La prevenzione della GVHD basata sulla ciclofosfamide post-trapianto (PTCy) è un piattaforma largamente usata per  il trapianto da donatore aploidentico T-repleto, dove ha dimostrato di controllare in modo efficace la GVHD acuta e cronica (1). Perché allora non utilizzare la stessa piattaforma anche nel trapianto da donatore HLA-identico? Un primo studio era stato condotto dal gruppo di Baltimora nel trapianto mieloablativo  da donatore HLA-identico, con PTCy come unica profilassi immunosoppressiva, ed utilizzando esclusivamente cellule staminali midollari (2). Ora, invece, il gruppo del Fred Hutchinson (3) sperimenta questa piattaforma nel trapianto da donatore HLA-identico con reinfusione di  cellule staminali periferiche, sorgente gradita ai trapiantatori per il rapido attecchimento, ma associata invariabilmente ad un maggior rischio di GVHD cronica e quindi di prolungata immunosoppressione e peggiore qualità di vita dei pazienti. L’obiettivo dello studio è perciò dimezzare il rischio di GVHD cronica che richiede terapia immunosoppressiva  1 anno dopo trapianto di cellule staminali periferiche da donatore HLA-identico. I 43 pazienti dello studio  ricevono un condizionamento mieloablativo (fludarabina-busulfano nelle patologie mieloidi e TBI 12 Gy in quelle linfoidi), i donatori sono quasi  esclusivamente HLA identici (10 alleli identici su 10), per il 30% familiari e per il 70% da registro e ricevono ciclofosfamide 50 mg/kg nei giorni + 3 e +4 e ciclosporina  a partire dal giorno +5.    

L’end point primario dello studio è raggiunto: infatti l’incidenza  di  GVHD cronica che richiede terapia 1 anno dopo il trapianto è solo il 16%, ma anche gli altri esiti secondari del trapianto sono molto incoraggianti. L’incidenza di  GVHD acuta è 77%, abbastanza alta, ma solo di grado 2, nessun caso è di grado3-4. La mortalità da trapianto è 14%  e l’incidenza di  ricaduta della malattia ematologica  è 17%. La metà dei pazienti sono vivi e liberi da ricaduta e da terapia immunosoppressiva a 1 anno dal trapianto. La sopravvivenza a 2 anni è proiettata al  70% ed è superiore nei pazienti  con malattia minima residua (MDR) negativa  prima del trapianto rispetto a quelli MDR+ (dato prevedibile)  e in quelli trattati con TBI rispetto a quelli trattati con busulfano (risultato meno scontato). Una possibile spiegazione di tale risultato è suggerita da un interessante studio di farmacocinetica della ciclofosfamide, la cui  l’esposizione risulta  ridotta nei pazienti trattati con busulfano, per l’effetto di induzione del catabolismo della fenitoina usata come anticonvulsivante. 

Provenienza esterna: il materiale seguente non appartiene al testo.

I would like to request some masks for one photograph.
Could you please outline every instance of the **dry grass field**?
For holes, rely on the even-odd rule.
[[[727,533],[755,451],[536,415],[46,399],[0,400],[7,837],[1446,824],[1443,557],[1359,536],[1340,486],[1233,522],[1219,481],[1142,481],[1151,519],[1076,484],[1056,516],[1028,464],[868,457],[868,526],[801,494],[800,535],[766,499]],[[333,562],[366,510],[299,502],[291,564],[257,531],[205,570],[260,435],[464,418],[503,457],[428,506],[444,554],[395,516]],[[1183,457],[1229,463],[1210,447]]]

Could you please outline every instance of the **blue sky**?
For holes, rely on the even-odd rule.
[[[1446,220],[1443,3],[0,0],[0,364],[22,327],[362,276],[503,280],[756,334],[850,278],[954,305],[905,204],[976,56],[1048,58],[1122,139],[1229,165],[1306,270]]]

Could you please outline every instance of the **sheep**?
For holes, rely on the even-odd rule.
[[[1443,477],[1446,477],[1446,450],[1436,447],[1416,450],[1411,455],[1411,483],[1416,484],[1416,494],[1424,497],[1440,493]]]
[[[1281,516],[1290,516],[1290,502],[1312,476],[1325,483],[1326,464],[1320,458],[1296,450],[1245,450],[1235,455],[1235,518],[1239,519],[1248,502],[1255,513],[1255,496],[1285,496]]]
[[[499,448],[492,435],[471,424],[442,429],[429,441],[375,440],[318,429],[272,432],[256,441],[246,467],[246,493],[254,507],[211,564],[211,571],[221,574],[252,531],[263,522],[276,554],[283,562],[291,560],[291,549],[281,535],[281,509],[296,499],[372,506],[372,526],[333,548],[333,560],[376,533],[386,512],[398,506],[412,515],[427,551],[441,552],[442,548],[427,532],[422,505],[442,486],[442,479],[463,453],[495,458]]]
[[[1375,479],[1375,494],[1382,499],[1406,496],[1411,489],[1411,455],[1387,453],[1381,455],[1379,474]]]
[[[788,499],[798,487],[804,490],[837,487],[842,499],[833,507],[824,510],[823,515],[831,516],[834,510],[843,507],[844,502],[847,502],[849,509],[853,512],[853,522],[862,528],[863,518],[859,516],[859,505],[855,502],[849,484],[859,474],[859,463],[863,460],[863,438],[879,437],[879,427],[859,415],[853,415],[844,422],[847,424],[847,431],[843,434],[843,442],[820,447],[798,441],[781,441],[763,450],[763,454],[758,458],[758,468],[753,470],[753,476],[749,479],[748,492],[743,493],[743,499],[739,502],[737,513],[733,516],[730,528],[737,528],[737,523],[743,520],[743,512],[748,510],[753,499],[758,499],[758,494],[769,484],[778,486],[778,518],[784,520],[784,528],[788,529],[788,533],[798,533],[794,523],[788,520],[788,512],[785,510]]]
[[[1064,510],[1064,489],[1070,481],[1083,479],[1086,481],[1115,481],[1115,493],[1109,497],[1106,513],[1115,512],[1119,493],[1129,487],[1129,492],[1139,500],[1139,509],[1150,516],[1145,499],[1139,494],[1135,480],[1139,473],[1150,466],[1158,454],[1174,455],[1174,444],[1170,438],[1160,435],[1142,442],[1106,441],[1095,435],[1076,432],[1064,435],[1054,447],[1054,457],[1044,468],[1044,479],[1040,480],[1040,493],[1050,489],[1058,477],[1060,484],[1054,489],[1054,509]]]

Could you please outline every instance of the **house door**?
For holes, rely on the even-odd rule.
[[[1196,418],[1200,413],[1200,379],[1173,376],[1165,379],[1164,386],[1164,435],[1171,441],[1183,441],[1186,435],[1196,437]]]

E’ uno studio con un  piccolo campione di pazienti (solo 43) e un follow-up mediano ancora breve (13 mesi). Tuttavia, ci suggerisce che  la PTCy  associata alla ciclosporina è un’ efficace piattaforma di prevenzione della GVHD  cronica severa nel trapianto da donatore HLA-identico con cellule staminali periferiche (che è la procedura più comune nei nostri Centri Trapianto) e non comporta un aumento delle ricadute. La PTCY è candidata ad uscire dal limitato contesto del trapianto aploidentico ed invadere anche il campo del trapianto HLA-identico? Potrebbe sostituire la  globulina antilinfocitaria ( ATG)  in qualche setting di trapianto HLA-identico, in cui il rischio di GVHD è ancora alto?  Non lo sappiamo ancora, attendiamo studi comparativi tra la piattaforma PTCy e la profilassi convenzionale della GVHD. Per ora non possiamo che meravigliarci che un farmaco vecchio e a buon mercato come la ciclofosfamide debba ancora nascondere qualche segreto.